First section • Critique what might be broadly conceived as the ‘natural’ assumptions of the ‘restricted-policy’ document (e.g. that ‘fear’ is the basis of women’s concern with the government). You can be creative here, so if you feel anything implies an assumption then outline what that assumption might be and critique it.
Second section • Critique what might be broadly conceived as the ‘nurture’ based assumptions of the ‘restricted-policy’ document (e.g. increasing the symbolic value of women within the system will change their perspective on the government).

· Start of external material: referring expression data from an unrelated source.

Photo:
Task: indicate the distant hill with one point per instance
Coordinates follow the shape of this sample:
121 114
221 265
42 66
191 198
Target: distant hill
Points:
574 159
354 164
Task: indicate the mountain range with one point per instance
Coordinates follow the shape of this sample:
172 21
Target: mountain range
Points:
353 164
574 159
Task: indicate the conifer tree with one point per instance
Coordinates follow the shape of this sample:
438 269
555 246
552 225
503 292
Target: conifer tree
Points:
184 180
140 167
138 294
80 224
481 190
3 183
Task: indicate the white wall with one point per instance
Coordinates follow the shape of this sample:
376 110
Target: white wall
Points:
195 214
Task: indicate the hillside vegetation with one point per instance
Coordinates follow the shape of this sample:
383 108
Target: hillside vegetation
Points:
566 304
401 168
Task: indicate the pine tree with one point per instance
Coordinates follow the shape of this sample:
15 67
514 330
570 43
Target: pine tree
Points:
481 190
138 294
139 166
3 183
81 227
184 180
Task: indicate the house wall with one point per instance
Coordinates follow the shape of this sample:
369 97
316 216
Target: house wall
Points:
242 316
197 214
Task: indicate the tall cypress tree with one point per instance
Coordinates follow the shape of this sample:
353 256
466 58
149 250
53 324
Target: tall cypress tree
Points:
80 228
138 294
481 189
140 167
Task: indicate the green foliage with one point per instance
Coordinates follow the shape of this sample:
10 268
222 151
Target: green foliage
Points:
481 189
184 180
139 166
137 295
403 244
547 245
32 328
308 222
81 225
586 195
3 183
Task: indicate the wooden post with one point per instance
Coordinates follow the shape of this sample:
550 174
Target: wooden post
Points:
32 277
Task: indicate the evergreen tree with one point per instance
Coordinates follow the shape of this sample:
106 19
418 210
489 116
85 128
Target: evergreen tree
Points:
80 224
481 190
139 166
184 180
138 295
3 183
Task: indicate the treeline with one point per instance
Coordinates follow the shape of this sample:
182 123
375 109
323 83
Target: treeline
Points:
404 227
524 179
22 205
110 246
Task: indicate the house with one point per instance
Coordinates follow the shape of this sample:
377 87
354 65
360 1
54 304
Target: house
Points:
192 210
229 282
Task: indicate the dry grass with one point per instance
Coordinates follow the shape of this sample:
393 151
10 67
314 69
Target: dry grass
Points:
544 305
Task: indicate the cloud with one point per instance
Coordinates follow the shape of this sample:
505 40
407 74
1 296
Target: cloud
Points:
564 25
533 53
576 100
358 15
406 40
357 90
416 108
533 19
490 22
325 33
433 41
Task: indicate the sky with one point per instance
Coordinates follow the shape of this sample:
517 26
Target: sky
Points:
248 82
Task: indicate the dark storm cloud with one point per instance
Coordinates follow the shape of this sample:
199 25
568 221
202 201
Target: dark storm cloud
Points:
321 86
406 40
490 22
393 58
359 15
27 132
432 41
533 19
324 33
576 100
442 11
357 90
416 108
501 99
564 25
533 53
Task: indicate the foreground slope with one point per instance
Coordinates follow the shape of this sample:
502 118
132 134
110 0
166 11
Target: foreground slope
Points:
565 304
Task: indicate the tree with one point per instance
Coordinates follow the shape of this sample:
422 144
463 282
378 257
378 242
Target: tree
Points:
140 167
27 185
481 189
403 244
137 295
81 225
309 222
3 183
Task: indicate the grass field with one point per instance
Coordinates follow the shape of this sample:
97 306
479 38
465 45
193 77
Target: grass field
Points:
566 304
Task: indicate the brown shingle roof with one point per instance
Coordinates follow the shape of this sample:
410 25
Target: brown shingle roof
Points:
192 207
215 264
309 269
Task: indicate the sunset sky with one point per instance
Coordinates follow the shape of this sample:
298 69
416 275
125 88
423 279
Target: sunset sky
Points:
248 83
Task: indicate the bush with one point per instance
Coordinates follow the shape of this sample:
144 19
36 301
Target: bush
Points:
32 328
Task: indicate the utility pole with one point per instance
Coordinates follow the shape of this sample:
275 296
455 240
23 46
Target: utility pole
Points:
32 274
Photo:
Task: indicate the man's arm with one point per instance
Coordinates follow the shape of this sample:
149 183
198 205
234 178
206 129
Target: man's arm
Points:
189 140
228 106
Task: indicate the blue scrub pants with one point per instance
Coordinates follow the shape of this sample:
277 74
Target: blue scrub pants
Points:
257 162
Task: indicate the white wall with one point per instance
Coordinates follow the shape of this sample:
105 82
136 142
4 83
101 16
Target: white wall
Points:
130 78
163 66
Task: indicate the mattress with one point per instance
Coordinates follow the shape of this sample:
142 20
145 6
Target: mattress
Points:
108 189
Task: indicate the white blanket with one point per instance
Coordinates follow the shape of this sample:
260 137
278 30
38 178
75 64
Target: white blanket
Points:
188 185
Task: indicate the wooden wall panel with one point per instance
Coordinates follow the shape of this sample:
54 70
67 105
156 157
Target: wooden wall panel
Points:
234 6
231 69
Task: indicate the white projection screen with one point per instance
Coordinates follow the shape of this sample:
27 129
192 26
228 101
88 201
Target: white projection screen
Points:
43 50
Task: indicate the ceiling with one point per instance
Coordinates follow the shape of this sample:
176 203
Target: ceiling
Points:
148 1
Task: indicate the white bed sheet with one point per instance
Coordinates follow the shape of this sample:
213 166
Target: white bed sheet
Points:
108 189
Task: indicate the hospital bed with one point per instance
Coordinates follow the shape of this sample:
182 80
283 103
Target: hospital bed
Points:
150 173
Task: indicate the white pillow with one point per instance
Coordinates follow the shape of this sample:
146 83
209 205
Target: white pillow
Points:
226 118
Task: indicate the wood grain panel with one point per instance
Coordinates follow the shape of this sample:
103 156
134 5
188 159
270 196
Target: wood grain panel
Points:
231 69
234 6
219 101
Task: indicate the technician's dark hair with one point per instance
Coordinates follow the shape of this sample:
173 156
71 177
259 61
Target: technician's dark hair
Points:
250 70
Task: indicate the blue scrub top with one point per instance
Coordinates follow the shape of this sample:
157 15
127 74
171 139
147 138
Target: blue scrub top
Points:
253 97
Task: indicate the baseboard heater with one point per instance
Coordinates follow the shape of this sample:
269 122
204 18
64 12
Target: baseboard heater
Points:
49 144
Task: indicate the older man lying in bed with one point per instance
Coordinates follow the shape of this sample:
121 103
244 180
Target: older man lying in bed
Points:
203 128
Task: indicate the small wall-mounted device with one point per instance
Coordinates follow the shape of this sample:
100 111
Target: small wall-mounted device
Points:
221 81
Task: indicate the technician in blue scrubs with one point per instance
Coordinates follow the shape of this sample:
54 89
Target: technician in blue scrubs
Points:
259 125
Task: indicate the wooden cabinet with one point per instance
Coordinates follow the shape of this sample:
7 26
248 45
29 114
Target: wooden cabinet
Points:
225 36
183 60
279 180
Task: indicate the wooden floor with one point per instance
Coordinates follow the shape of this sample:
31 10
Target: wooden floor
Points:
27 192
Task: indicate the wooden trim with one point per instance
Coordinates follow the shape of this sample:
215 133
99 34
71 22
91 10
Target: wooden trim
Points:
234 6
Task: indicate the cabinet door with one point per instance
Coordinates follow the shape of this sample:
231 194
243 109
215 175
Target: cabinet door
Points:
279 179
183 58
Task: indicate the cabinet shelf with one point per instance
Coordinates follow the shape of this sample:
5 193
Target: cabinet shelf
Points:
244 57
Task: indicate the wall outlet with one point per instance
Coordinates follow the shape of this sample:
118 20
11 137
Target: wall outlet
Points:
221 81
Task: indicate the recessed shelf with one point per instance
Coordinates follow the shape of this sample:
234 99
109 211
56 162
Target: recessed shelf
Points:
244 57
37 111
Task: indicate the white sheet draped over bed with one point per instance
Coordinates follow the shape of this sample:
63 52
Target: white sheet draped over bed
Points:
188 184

You can be creative here, so if you feel anything implies an assumption then outline what that assumption might be and critique it.
Third section and conclusion • Illustrate how you critiques of the natural and nurture based assumptions of the document relate to one another, particularly locating where they might either support one another or remain antithetical to one another. Conclude with a general statement on the scientific and ethical problems now faced by the document after undergoing critique.